The Download of the Week is Demonizing Our Sisters Through Epistemic Oppression by Yvette Butler. Here is the abstract:
Commercial sexual exchange (prostitution) is an area fraught with tensions that have plagued the feminist movement since before the infamous “sex wars” of the 1980s. This Article weaves the contributions of multiple critical theories with first-hand accounts of people with sex trade experiences (“STE”) to bring to life “epistemic oppression.” Epistemic oppression is a concept born in feminist philosophy that theorizes how sources of knowledge and the insights flowing from that source are privileged or subjugated consistent with societal marginalization of a particular group. Epistemic oppression has never been articulated in the law, with regard to commercial sexual exchange.
When people with STE stray from the narrative enforced by Prostitution Abolitionist Radical Feminists (“PARFs”) that they are all victims of sexual exploitation, they are silenced, particularly by their exclusion from policy making. Their exclusion is often accompanied by claims that they are a part of the “pimp lobby” or are too traumatized to know what they want out of policy making. Failure to meaningfully engage with voices of people with STE is an “epistemic oppression.” The consequences of this injustice are perpetuated through court cases that further an incomplete narrative and only credit a PARF theoretical perspective on prostitution. It is also perpetuated in the legislative process through the adoption of laws that are based off the (faulty) perspective that there is only one experience in the sex trade: the monolithic sex trafficking victim perspective. Additionally, that single perspective pushes a requirement that carceral solutions must be part of STE policy.
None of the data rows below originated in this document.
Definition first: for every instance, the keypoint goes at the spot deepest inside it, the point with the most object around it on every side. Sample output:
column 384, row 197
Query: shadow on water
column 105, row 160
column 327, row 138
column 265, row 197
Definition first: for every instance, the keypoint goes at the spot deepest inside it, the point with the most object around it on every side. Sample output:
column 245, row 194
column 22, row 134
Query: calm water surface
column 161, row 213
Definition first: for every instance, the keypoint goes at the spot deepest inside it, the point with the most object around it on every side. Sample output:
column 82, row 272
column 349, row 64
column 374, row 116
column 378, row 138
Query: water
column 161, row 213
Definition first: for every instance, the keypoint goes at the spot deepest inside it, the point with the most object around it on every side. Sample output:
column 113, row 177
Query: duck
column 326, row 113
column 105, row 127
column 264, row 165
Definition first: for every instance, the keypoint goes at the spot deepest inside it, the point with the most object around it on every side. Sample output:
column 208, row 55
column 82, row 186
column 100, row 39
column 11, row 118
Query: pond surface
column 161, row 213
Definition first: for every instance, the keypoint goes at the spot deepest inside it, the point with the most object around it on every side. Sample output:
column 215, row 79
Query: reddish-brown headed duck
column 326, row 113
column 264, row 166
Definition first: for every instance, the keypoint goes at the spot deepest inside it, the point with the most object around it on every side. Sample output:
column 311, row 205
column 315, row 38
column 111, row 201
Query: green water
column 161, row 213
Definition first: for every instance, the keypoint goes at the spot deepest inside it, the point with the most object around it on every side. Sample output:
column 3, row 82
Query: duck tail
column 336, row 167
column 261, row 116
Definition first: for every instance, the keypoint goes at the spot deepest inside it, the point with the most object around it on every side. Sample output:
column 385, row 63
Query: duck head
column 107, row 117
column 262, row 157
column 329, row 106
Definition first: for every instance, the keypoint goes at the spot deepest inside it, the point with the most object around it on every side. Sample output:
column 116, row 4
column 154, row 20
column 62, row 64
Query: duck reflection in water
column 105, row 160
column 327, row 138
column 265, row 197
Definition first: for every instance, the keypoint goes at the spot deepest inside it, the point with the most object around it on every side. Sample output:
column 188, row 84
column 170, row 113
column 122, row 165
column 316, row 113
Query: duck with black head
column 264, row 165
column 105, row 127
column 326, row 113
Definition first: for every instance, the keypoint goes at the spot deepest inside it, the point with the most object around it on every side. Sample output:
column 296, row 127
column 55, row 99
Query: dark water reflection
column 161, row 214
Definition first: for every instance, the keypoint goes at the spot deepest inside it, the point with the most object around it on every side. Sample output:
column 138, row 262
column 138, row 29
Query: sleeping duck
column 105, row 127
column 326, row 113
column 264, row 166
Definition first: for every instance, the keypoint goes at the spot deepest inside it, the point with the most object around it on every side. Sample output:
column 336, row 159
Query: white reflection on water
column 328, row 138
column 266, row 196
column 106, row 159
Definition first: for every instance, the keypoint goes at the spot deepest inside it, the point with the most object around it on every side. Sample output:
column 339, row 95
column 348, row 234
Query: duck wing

Today, the debates around prostitution criminalization in the United States have shifted from full decriminalization versus full criminalization to full decriminalization versus a partial decriminalization, otherwise referred to as the Nordic model, the purchase ban, or the end-demand model. This shift is meant to address concerns that criminalizing people who engage in prostitution only serves to increase their vulnerability and exploitability.
This Article argues that in adopting any model, including the end demand model, without meaningful input by people with STE who support full decriminalization of prostitution, prostitution abolition feminists commit an "epistemic oppression” which should be viewed as incompatible with the goals of feminism. This Article builds upon key insights from the domestic and sexual violence movements and feminist philosophy in order to advance a conceptualization of this silencing as an epistemic oppression.
Very interesting and highly recommended. This is one of several recent papers that utilizes the tools developed in the epistemic injustice literature to analyze legal problems.